Elle se souvient: «Il voulait me décourager et m’a fait lever à quatre
heures du matin pour m’emmener sur le lieu du tournage, au bord de la mer. Je
ne me rappelle même plus ce que je jouais... Il espérait qu’en rentrant à la
maison le soir, je serais brisée et voudrais abandonner. Mais moi, au
contraire, je m’étais bien amusée!».
D’autres apparitions suivent avant un véritable rôle dans Gli
innamorati (Les amoureux, 1955). C’est en rendant visite à Milo sur le
tournage qu’elle fut remarquée par Mauro Bolognini. Restait à convaincre ses
parents: «Ça n’a pas été sans peine! explique-t-elle en riant. Pour
ma mère, faire du cinéma était un scandale. Alors tout le conseil de famille
s’est réuni, il y avait même un oncle cofondateur de la démocratie chrétienne…

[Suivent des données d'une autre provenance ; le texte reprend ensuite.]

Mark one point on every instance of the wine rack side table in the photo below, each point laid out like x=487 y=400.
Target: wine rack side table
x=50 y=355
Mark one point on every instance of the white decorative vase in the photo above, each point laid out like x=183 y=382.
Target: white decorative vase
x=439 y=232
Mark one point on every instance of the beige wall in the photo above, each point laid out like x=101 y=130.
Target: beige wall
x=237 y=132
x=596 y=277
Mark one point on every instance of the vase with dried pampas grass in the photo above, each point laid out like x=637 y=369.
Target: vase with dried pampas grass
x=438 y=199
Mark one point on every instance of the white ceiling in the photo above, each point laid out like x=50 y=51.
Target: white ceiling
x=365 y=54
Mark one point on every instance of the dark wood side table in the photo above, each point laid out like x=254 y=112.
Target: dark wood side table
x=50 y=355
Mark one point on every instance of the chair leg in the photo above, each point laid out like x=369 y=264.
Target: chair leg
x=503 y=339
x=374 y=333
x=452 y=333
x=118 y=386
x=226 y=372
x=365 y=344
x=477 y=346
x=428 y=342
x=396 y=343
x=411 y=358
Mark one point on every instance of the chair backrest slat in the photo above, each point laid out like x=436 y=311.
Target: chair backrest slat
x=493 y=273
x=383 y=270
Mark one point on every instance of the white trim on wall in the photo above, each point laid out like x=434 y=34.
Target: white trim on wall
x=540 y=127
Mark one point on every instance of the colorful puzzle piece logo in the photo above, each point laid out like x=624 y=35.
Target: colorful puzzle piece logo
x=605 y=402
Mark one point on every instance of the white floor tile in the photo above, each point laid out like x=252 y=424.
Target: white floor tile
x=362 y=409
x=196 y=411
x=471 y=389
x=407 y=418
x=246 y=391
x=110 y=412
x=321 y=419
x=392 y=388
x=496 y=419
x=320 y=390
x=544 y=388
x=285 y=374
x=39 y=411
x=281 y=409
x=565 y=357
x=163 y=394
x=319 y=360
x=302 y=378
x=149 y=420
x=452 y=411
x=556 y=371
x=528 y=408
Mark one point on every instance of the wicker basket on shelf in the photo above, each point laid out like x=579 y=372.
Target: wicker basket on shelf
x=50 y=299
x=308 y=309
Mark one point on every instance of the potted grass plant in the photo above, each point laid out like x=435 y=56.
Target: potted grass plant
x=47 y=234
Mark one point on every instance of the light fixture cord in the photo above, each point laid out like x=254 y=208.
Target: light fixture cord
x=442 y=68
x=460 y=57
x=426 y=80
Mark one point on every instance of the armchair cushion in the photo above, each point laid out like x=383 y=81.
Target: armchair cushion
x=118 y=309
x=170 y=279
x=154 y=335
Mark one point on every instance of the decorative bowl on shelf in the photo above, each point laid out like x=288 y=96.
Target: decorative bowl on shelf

Et finalement ils ont dit oui!».
Du film, une des plus charmantes comédies
sur la jeunesse italienne de l’après-guerre qui remporta le nastro d’argento
du meilleur scénario, elle garde un souvenir merveilleux: «Nous tournions à
Rome, dans la rue. Je faisais mourir de rire Mauro car j’avais alors un cheveu
sur la langue et une phrase de mon texte était justement remplie de s: “Chissà
come la concia st’assassino”! Et il rallongeait jour après jour mon rôle qui
était à l’origine très réduit. Puis, nous sommes allés à Cannes où le film
était présenté. Ma mère m’avait confiée à Mauro qui dormait dans la chambre
voisine de la mienne pour me surveiller! Avec l’équipe du film nous sommes
arrivés au Palais du Festival, tous dans une seule Cadillac. On s’est amusés
comme des fous… ».
Parallèlement à quelques leçons dans le
cours de récitation de Teresa Franchini – où elle avoue avoir été «trop peste» pour faire long feu – et à
l’animation d’un programme pour les enfants à la télévision, elle enchaîne les
rôles de collégienne et de jeunes filles en fleur jusqu’à Poveri ma belli
(Pauvres mais beaux, 1956), fleuron de la comédie italienne et l’un des plus
gros succès de l’histoire du cinéma national. Produit par la Titanus et réalisé
par Dino Risi, le film met en scène les aventures de deux dragueurs impénitents
(Renato Salvatori et Maurizio Arena) qui se disputent la pulpeuse mais sage
Marisa Allasio sans voir que leurs sœurs respectives (Alessandra Panaro et
Lorella De Luca) sont silencieusement éprises d’eux. Entre quiproquos en série
et situations tordantes décuplées par la fraîcheur de ses interprètes, Poveri
ma belli, peinture d’une certaine jeunesse romaine populaire des années 50,
s’est imposé sans peine comme le film d’une génération. Justement celle
d’Alessandra: «Il y avait de très bons acteurs comme Mario Carotenuto et une
marée de jeunes, garçons et filles. Dino était extraordinaire car, psychiatre
de formation, il savait en nous observant obtenir de nous ce qu’il voulait,
sans jamais élever la voix. Si nous étions si spontanés, c’est qu’il ne faisait
que très peu de prises. Peut-être aussi qu’on se sentait plus libres en
tournant dans la rue, place Navone ou via Garibaldi».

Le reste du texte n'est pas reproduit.